I will take rails and not crypto as an example to illustrate it.
Rails but not crypto rails
In Europe, trains can make cross-border journeys whether it be Lyria, Eurostar or Thalys.
In order not to recreate railway infrastructure, the new trains must respect the facilities of the passing high-speed or local trains in terms of size of platforms, rail gauge, materials used for the rails (electrical and rails themselves).
Thus we have an example of branching where international trains must be backward compatible with national or even regional facilities.
Railway network designers should maximising two variables: 1) respecting the specificities of international trains (they must run faster than regional trains) in terms of transport speed and passenger comfort, 2) while ensuring their modularity (i.e. the fact that they should ride anywhere if they have no choice).
It is a subject scrutinised by public services and good practice guidelines are even dictated by the European Union.
As infrastructure is expensive, slow and difficult to rebuild, the creation of new railway lines has to be considered with many parameters and interoperability (the ability of systems, units, materials to operate together) should prevail.
Decentralised finance resembles the railway network of the mid-19th century. The industrial revolution has been underway for many decades (years for DeFi), the creation of locomotives (kind of POC) was born and are used on a daily basis as a means of production (same for DeFi and AMM, staking, insurance). However, there is still a lot of work to be done to make the network dense and coherent on a national (global for crypto) scale.
In short, the POC has come into being and is working as intended, it now needs to be made consistent and stable at scale through interoperability (or composability).
Decentralised finance is railways in the 1850’s.
In DeFi - the importance of ERC
Ethereum at the infrastructure level is an immutable network and can only be altered by community consensus. However, Ethereum at the application level is not immobile and progresses according to the improvements one wishes to make while taking care to respect a certain cohesion with the past characteristics.
It is within this framework that the ERCs are studied, presented and implemented. Innovations on the borderline between infrastructure and application with global consequences on the network.
What are ERC and EIP
ERC stands for “Ethereum request for comment”.
“Request for comment” is a similar concept to that devised by the Internet Engineering Task Force as a means of conveying essential technical notes and requirements to a group of developers and users.
The Ethereum community uses a process called the ‘Ethereum Improvement Proposal’ (EIP) to review these documents.
Several aspects are presented in an EIP including its motivations, its technical specifications (i.e. the rules for following it) and also its interoperability with previous rules.

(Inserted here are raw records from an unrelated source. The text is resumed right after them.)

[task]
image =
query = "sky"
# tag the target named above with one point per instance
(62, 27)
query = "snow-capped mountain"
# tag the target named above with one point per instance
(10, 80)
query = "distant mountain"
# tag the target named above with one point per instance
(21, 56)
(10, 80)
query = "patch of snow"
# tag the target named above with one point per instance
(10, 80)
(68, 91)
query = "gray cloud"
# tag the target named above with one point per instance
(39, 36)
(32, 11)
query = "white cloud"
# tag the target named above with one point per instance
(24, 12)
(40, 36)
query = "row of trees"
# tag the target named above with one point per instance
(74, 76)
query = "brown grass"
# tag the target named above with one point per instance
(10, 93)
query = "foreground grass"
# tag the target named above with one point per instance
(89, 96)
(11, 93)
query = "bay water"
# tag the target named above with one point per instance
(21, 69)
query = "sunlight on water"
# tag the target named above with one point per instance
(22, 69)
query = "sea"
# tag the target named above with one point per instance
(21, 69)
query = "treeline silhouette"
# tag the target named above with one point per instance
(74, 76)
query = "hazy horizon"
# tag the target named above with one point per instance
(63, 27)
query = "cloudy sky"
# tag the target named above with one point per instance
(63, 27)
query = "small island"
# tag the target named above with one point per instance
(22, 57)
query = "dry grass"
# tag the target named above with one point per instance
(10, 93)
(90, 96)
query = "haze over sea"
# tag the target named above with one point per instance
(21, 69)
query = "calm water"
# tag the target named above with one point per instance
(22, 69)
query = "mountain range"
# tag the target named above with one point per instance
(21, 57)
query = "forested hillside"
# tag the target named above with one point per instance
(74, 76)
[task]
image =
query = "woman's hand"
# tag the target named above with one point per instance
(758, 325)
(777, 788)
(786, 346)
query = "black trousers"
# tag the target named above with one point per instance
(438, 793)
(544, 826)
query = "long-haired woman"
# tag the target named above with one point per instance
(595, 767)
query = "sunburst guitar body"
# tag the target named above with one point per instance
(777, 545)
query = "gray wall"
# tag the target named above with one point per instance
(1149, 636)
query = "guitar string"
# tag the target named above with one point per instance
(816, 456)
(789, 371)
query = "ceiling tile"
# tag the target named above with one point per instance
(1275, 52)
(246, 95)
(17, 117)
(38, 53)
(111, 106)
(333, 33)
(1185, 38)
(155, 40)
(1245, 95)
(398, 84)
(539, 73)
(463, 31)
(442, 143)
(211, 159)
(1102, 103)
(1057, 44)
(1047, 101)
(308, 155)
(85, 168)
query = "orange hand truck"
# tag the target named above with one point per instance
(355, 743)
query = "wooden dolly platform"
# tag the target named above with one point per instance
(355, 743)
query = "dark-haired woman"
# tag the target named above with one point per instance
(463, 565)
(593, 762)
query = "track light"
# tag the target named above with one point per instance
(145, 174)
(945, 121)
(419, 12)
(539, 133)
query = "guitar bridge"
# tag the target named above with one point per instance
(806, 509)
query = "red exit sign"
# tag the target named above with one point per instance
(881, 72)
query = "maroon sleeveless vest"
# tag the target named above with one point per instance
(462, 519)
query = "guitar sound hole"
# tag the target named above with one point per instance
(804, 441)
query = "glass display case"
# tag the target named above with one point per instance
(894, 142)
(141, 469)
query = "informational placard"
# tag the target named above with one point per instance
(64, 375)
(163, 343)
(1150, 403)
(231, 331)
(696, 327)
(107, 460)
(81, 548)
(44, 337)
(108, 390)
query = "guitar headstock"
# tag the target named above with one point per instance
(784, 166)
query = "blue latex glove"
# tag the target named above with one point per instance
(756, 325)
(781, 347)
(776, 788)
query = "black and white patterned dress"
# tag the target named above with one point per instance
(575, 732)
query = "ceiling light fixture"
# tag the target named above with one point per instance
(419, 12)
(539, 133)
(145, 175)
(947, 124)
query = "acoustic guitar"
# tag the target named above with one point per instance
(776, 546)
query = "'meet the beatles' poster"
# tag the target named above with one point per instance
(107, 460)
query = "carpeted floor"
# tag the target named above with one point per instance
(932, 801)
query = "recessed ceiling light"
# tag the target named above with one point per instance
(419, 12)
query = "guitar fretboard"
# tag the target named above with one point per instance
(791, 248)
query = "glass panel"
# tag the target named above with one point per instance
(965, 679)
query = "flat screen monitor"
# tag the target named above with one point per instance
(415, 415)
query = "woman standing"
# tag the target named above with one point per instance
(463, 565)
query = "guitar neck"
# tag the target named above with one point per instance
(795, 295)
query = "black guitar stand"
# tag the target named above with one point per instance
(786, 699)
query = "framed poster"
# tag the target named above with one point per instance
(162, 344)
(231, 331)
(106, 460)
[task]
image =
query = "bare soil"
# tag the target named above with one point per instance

For instance various examples of EIP at the token level introduce “X standard Token Backward compatibility with Y”: meaning you can interact with X as if they were Y, using the standard functions.
This is a fundamental element of the strength of PIEs (no need to rebuild from scratch every time) and a keystone of composability.
Thousands of IEPs have been submitted over the past seven years. Here are some examples that deal with the standards adopted around tokens or the representation of value/decision power in the ecosystem.
ERC-20
Introduced in 2015, the EIP-20 proposed a standard interface that allows any tokens on Ethereum to be re-used by other applications: from wallets to decentralized exchanges.
Prior to this, it was not clear that a token used on one decentralised application would be recognised by another decentralised application, which severely limits the on-chain experience.
Almost all tokens issued on the ethereum network respect this standard today
In a way, the gauge of the rails of large locomotives require respecting certain standards.
ERC 4626
Created in December 2021 by Joey Santoro — founder of Fei Protocol, the ERC-4626 introduces an universal yield bearing vault in DeFi.
While an ERC-20 token is an excellent value exchange, voting or execution tool, it is not an appropriate financial investment vehicle. Even if an ERC-20 could have a primary and secondary value, it could not be pooled among many investors in a fund-like infrastructure.
Thus ERC-4626 are token representation of shares in a pool with an underlying asset (that could be represented itself as another ERC-4626, an ERC-20 or anything else.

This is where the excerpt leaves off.